Gdy nadchodzi śnieg, góry zamieniają się w raj sportów zimowych. Jazdy na biegówkach (cross-country skiing), chodzenie po śniegu w rakietach śnieżnych (snow-shoeing) czy po prostu jeżdżenie na nartach i snowboard. Jest co wybierać!




Najlepsze górskie wycieczki są wypadami przynajmniej 2-dniowymi. Przygoda na plecach, a siła w nogach. Ale gdzie nocować, gdy noce w górach sprawiają, że przymarzamy w namiotach?

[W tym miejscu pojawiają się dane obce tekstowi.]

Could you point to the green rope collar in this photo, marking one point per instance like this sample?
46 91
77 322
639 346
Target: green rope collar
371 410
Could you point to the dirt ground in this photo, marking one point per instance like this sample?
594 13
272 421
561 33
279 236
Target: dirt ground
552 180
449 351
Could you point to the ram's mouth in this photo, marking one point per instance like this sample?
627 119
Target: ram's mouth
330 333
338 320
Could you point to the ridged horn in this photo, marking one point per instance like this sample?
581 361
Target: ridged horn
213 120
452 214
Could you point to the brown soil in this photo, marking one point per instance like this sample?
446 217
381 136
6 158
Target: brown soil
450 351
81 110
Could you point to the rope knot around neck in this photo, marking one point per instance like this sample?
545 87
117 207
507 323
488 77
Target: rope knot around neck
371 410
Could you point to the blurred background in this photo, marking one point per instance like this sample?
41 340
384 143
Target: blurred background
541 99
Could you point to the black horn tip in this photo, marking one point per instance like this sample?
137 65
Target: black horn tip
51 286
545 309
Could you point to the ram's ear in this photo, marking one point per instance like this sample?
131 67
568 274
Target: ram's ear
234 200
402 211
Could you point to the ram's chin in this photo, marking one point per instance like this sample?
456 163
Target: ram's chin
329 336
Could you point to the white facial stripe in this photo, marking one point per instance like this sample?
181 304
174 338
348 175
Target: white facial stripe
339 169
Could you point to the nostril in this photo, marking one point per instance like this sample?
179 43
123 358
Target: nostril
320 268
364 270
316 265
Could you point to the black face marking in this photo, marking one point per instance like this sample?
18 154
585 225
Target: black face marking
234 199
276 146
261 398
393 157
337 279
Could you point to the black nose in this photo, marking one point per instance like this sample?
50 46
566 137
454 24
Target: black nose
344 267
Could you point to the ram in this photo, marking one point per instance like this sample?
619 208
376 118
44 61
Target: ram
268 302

W Parkach Narodowych w Kanadzie obowiązują restrykcyjne zasady jeśli chodzi o nocowanie i rozbijanie swoich namiotów. Często nielegalne jest rozbijanie się "na dziko", a gdybyś chciał rozbić się na terenie parku to potrzebne jest pozwolenie (dostępne na stronie internetowej Parków Narodowych Kanady), które należy zakupić dla każdego który jest powyżej 16. roku życia. Tak samo z wejściem do Parku - na to także potrzebne jest odpowiednie pozwolenie - oczywiście płatne. Jednak z okazji obchodów 150. lecia Kanady, w tym roku możliwe jest wejście do wszystkich Parków Narodowych za darmo. Jeszcze tylko miesiąc, więc spieszcie się! Inną opcją nocowania na trasach jest prywatne wynajęcie odpowiednich schronisk, tzw. Huts, które często trzeba zamawiać nawet rok wprzód! 



Dojście do takiego przyjemnego drewnianego domku może zająć chwilę czasu, nawet do 11 km marszu, więc należy uzbroić się w cierpliwość i razem ze swoimi wszystkimi bardzo potrzebnymi rzeczami, dzielnie maszerować. Czy to deszcz, czy to śnieg. Ale uwierzcie, że po takim marszu w deszczu, przemoczeni, zziębnięci i opadający z sił, z wielką radością wejdziemy do środka schroniska. Ten domeczek z rozpalonym kominkiem i ciepłą herbatą w rękach okazuje się najlepszą przystanią. Huts wyposażony jest w materace (dla od 4 do nawet 30 osób), kominek, podstawowe naczynia (kubki, talerze, garnki, sztućce), dostęp do gazu oraz podstawową toaletę. Naturalne źródło wody znajduje się najczęściej w odległości kilku metrów. Podstawową zasadą nocowania w schronisku jest: "zostaw to miejsce w lepszym stanie niż je zastałeś", więc wszystkie naprodukowane śmieci (opakowania po zupie, butelki po rozgrzewającymi trunku) należy ze sobą zabrać na dalszy szlak. Pamiętajcie, że gdy nocujecie w takim miejscu warto zerwać się z samego rana i podziwiać widoki wschodzącego słońca zza gór. Mm, z kawą w ręku najlepiej! Sprawdźcie niektóre z proponowanych schronisk tutaj




Poza znanymi nam towarzyszami wyprawy, często można też spotkać kogoś innego. Niedźwiedzia. Grizzly, albo czarnego. Jako że to my jesteśmy intruzami na tym terenie należy zawsze mieć się na baczności. Warto pomyśleć o bear spray (gaz pieprzowy o nasilonej dawce) albo honk-honk, czyli bardzo głośna trąbka, która w razie potrzeby ma odstraszyć niedźwiedzia. Warto chodzić przynajmniej dwójkami, warto śpiewać albo robić trochę hałasu, zastanowić się dwa razy zanim weźmie się na wyprawę swojego psa (często węszą za innymi zwierzakami). Niedźwiedzie chętnie też interesują się naszym prowiantem, więc jeśli już jakiegoś spotkamy na szlaku, najlepiej zostawmy mu nasz plecak, albo torbę z jedzeniem i spokojnie się wycofajmy. To powinno zająć naszego towarzysza na dłuższą chwilę.

Głodni przygód?

W książce "Where Locals Hike" jest wiele ciekawych porad, tras i informacji na temat warunków oraz ograniczeń jakie obowiązują w Górach Skalistych. Polecam!